Wake Forest football coach Dave Clawson resigns after 11 seasons
Wake Forest coach Dave Clawson is resigning after 11 seasons with the Demon Deacons, the school announced on Monday, ending one of the most successful tenures in program history.
Clawson, 57, went 67-69 overall with six winning seasons and seven consecutive bowl berths from 2016-22. Struggling to maintain a foothold in a competitive ACC without ample resources related to name, image and likeness, Wake Forest went a combined 8-16 the past two years.
In retirement, Clawson will serve as a special advisor to athletics director John Currie, the university said.
“Coaching at Wake Forest has been the honor of my career,” Clawson said in a statement. ‘This is a special place with extraordinary people, and I am deeply grateful for the relationships I’ve built over the last 11 years. Together, we achieved things that many thought impossible, and I step down knowing I gave everything I had for this program and university.”
The seven bowl bids and five bowl wins are the most of any coach in program history. Wake tied a school record with 11 wins and reached the ACC championship game in 2021, earning Clawson ACC coach of the year honors. That team rose as high as No. 9 in the College Football Playoff rankings.

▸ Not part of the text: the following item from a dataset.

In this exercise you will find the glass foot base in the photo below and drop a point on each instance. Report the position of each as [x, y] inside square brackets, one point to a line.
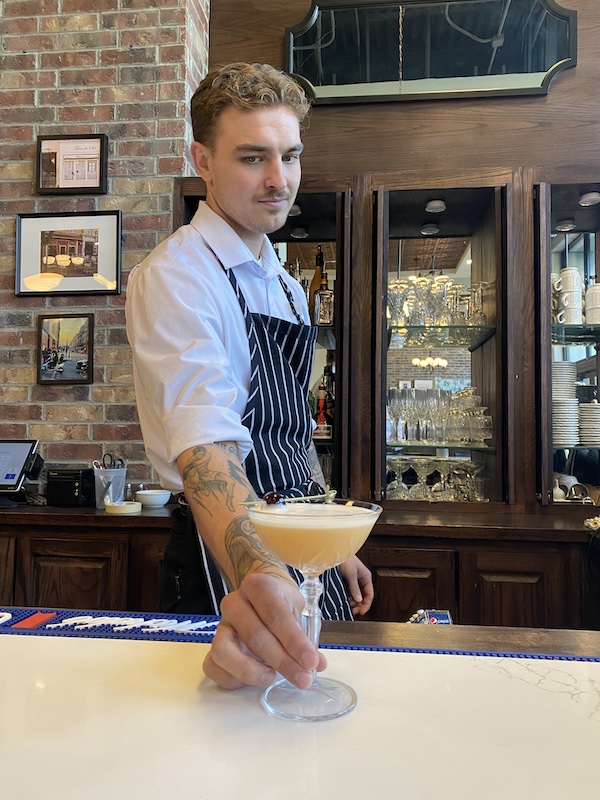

He inherited a program in 2014 that had not posted a winning record since 2008 and had just three winning seasons since 2003. Clawson’s 67 wins rank third in program history, 10 shy of the record shared by Peahead Walker (1937-50) and his predecessor Jim Grobe (2001-13).
This marked the fourth rebuilding project in a career that left Clawson as the only coach in Division I history to win 10 or more games in a season at four different schools.
Hired at Fordham in 1999, Clawson’s first team went 0-11 but his final two went a combined 19-6 with one Patriot League championship. At Richmond beginning in 2004, Clawson finished 3-8 in his debut but went 11-3 in 2007 and reached the Championship Subdivision playoff semifinals.
At Bowling Green, his first Bowl Subdivision stop, Clawson went 32-31 overall but 18-8 in his final two seasons, winning the MAC in 2013.
“Dave Clawson has been the epitome of integrity, innovation, and excellence in college football,” said Currie. “He elevated Wake Forest football to unprecedented heights, not only through success on the field but also by fostering the development of young men as leaders in life. Quite simply, Dave Clawson’s leadership, competitive drive and strategic instincts have made football at Wake Forest important, and a flagship program for our entire community and University at a scale that might have been unimaginable to most when he arrived 11 years ago.”